3.5 Can the Spliterator split?

If the spliterator can partitioned to return separate ranges of elements, a new Spliterator must be returned. We cannot partition the input into separate sequences so we return null.

public Spliterator<String> trySplit() { return null; }

 4. Using the Stream

We can now use the Spliterator implementation to convert a BufferedReader into a Java 8 stream as follows:

static private Stream<String> createStreamReader(BufferedReader reader)
{
    LineReaderSpliterator s = new LineReaderSpliterator(reader);
    return StreamSupport.stream(s, false);
}

The earlier streams example can now be written as shown.

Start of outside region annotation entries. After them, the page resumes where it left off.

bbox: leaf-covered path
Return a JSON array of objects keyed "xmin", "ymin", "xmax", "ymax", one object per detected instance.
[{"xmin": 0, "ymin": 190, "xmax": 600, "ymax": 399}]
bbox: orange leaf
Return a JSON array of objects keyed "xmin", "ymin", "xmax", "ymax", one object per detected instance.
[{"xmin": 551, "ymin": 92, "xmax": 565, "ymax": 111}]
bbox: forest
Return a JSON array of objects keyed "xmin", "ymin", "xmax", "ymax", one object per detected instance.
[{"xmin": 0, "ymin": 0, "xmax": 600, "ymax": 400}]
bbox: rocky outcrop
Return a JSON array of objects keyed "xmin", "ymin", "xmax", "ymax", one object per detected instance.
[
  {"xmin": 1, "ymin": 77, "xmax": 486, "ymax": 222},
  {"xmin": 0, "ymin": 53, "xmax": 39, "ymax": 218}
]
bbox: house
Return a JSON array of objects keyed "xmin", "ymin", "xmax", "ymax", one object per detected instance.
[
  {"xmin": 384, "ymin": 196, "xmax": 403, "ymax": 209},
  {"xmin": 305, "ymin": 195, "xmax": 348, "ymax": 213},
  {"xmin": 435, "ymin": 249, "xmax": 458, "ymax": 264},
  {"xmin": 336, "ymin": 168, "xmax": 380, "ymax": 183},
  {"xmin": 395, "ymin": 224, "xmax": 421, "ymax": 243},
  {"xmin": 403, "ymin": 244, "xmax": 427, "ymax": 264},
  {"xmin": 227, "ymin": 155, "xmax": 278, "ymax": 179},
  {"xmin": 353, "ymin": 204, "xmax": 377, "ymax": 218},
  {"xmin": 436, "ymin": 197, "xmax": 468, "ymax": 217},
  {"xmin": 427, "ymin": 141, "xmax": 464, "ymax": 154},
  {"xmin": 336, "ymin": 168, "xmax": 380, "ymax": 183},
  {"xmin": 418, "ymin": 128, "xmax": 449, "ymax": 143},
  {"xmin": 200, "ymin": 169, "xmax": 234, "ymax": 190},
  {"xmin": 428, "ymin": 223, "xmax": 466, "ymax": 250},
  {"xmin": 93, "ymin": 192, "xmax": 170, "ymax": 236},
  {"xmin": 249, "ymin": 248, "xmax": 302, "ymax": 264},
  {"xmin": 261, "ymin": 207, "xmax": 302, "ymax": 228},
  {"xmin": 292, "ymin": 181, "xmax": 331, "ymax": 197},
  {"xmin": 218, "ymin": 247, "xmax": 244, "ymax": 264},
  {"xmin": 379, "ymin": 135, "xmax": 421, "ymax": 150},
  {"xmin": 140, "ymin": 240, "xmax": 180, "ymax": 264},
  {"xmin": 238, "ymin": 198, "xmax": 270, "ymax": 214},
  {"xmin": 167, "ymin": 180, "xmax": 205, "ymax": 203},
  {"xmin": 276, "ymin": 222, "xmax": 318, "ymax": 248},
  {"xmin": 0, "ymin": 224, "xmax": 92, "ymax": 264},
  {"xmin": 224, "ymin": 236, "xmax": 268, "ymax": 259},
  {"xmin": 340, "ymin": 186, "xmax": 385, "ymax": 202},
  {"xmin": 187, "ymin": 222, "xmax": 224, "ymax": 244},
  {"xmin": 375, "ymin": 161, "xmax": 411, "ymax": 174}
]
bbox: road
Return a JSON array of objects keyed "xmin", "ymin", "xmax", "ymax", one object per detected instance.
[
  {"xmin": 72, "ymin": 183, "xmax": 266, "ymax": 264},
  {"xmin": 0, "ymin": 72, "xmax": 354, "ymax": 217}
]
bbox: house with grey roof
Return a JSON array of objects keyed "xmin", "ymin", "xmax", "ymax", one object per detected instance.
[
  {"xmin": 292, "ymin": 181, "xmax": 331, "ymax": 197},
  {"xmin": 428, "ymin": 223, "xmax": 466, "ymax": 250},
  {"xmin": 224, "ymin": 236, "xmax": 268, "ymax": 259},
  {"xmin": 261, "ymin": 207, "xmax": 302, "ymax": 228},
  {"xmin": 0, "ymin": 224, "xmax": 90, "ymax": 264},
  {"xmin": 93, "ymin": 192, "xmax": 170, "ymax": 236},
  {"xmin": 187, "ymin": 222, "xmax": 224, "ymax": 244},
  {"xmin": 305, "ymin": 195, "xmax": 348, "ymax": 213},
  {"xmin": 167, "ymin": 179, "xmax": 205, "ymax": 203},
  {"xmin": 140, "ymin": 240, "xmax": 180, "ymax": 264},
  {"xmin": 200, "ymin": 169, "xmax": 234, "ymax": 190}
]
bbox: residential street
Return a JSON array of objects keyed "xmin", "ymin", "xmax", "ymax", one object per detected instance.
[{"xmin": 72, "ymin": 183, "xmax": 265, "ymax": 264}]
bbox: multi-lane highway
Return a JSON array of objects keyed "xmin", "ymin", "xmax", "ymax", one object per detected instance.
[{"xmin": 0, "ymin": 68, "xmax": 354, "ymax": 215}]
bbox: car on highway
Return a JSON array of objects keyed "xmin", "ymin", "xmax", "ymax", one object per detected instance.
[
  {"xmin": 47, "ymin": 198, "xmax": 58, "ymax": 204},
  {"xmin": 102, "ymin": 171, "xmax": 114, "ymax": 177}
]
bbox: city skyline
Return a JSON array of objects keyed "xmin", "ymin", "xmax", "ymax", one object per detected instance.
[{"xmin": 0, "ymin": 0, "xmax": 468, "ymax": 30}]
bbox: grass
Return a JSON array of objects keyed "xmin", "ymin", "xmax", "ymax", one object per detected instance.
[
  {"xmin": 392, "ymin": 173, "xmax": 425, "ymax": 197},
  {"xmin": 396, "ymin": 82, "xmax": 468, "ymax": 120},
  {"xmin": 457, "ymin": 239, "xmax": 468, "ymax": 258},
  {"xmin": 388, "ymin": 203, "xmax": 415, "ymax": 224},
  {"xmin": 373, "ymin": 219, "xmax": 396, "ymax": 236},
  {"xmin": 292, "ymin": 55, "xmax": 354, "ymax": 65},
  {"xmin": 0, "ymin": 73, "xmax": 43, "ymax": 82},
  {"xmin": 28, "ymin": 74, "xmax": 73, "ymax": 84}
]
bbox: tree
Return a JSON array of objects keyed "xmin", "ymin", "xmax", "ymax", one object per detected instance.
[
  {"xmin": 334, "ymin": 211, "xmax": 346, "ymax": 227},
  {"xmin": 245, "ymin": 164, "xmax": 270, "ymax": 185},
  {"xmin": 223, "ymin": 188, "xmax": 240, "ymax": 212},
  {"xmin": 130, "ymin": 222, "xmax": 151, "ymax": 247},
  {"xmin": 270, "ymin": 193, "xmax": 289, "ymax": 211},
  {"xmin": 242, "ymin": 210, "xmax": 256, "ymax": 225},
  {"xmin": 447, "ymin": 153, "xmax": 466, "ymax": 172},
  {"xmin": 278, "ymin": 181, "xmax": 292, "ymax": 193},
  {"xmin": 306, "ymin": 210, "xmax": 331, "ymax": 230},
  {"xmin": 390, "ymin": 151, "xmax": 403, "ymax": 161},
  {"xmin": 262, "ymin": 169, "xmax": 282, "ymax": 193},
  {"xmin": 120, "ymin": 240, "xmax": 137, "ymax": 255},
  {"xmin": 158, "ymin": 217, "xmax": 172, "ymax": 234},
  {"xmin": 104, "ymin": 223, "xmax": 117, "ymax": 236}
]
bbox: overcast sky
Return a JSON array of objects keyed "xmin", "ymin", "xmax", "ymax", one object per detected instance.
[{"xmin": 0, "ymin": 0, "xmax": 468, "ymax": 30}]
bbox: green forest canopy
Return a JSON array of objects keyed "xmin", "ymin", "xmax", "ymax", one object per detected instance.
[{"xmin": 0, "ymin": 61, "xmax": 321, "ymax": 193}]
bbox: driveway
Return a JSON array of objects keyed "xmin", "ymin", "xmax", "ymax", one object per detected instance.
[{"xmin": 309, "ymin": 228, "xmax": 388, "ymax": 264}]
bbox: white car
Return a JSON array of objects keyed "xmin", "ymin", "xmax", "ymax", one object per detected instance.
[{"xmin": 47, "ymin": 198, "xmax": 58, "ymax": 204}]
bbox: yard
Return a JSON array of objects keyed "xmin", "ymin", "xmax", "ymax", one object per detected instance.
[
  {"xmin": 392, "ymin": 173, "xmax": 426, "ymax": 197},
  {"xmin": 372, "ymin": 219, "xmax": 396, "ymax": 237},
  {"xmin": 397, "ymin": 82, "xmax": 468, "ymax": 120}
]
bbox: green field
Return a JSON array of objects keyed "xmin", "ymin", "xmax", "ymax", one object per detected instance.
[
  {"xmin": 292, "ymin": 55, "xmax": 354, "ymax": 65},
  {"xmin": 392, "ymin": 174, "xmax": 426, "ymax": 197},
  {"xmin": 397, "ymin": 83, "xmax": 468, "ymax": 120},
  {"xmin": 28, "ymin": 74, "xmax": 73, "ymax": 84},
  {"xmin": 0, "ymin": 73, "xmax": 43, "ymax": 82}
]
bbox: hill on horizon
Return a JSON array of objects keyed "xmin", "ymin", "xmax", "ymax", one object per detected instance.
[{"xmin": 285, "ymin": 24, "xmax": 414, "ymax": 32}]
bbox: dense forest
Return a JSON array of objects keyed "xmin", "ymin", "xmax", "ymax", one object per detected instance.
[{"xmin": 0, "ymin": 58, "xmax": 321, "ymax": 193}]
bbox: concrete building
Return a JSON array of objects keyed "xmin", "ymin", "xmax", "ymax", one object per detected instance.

BufferedReader reader = null;
try {
    reader = new BufferedReader(new FileReader(textFile));
    createStreamReader(reader)
	.filter(a -> a.startsWith("B"))
	.map(String::toUpperCase)
	.sorted()
	.forEach(System.out::println);
} finally {
    if ( reader != null ) reader.close();
}

Check the output shown below:

BALTIMORE-WASHINGTON INTERNATIONAL
BANGOR INTERNATIONAL
BIRMINGHAM-SHUTTLESWORTH INTERNATIONAL
BRADLEY INTERNATIONAL
BURBANK BOB HOPE AIRPORT
BURLINGTON INTERNATIONAL

The example does not store the names in a data structure. Rather, names are directly read from the file and the processing pipeline is applied to the sequence of elements.

Summary

We have demonstrated how to read lines from a file and process it using Java 8 streams. This requires implementation of a Spliterator class for delivering a “stream” view of any sequence. The advantage of such an approach is the ease of filtering and processing text files.